ARIMA(p,d,q) — memory, differencing, and error structure
ARIMA is still the core classical workhorse. AR carries forward past values, I handles non-stationarity, and MA carries forward past shocks. Move each component and watch the process change.
Macro-economic PD projection under scenarios
This is where the theory starts feeling useful. A macro-economic satellite model translates GDP or similar drivers into default-rate projections under base, optimistic, and adverse scenarios.
Time series models in credit risk
| Model | Main use | Stationarity required? | Main assumption | Typical risk use |
|---|---|---|---|---|
| ARIMA | Univariate forecasting | After differencing | Linear dynamics | Default-rate forecasting, macro projection |
| VAR | Multi-series interaction | Usually yes | Joint linear dependence | GDP, unemployment, DR systems |
| VECM | Cointegrated systems | I(1) + cointegration | Long-run equilibrium | Level relationships across macro series |
| Regression + ARMA errors | Macro → DR | Residual stationarity | Exogenous drivers | Standard IFRS 9 satellite logic |
| Markov-switching | Regime changes | Within regime | Discrete states | Boom / bust regime analysis |
| GARCH | Volatility | Usually returns stationary | Vol clustering | Market risk, stress volatility |
Concepts every validator should keep
ADF is not a ritual
Stationarity tests are not decorative. They decide whether classical inference is even valid in the first place.
The macro-model trap
Two trending variables can look strongly related without any real economic connection. Always be suspicious of “beautiful” level regressions.

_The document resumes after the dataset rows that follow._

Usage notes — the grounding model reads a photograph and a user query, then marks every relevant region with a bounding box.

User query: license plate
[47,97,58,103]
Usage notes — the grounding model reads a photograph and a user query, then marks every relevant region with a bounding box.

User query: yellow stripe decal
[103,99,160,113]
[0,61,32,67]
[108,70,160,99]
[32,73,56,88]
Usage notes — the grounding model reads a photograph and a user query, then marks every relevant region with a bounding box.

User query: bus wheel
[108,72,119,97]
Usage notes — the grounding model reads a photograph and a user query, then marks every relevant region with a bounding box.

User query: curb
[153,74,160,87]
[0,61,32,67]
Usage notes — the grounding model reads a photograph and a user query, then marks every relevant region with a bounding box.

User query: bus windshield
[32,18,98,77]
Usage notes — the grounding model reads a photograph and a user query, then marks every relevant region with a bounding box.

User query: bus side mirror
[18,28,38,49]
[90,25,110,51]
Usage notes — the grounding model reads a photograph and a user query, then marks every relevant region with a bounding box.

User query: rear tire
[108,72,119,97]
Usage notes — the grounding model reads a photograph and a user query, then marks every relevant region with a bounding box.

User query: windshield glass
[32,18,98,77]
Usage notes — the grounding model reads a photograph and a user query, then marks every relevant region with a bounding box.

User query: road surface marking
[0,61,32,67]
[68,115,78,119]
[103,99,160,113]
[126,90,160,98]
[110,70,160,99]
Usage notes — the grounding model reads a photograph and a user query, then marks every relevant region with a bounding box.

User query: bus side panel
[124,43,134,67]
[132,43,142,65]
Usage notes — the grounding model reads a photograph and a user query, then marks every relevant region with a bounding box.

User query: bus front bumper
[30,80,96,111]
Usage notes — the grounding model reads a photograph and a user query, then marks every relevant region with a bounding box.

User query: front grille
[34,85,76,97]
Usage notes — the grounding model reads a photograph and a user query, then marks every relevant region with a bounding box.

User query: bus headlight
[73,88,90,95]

Sometimes levels can still be valid
If a non-stationary combination is itself stable, then the right object is usually cointegration or VECM, not plain OLS in levels.
Economic effects are rarely immediate
Macro deterioration today often affects default rates with a delay. Lag choice is not just statistical tuning; it is economic timing.
Forecast accuracy is the real test
In-sample fit is cheap in short macro series. Out-of-sample forecast behaviour is where the model proves whether it knows anything real.
Weighted ECL is not linear
Probability-weighted scenarios matter because the loss function is nonlinear. A symmetric scenario set can still create asymmetric provision impact.
What to leave this page with
Time series modelling starts by respecting time itself. Stationarity, autocorrelation, lag structure, and structural breaks are not technical side notes; they are the substance of the problem.
The useful order is: first test stationarity, then inspect ACF and PACF, then build the right ARIMA-style structure, then bring that logic into macro-credit forecasting and IFRS 9 scenario modelling.
Once that structure is clear, macro models stop looking like ad hoc overlays and start looking like disciplined temporal systems.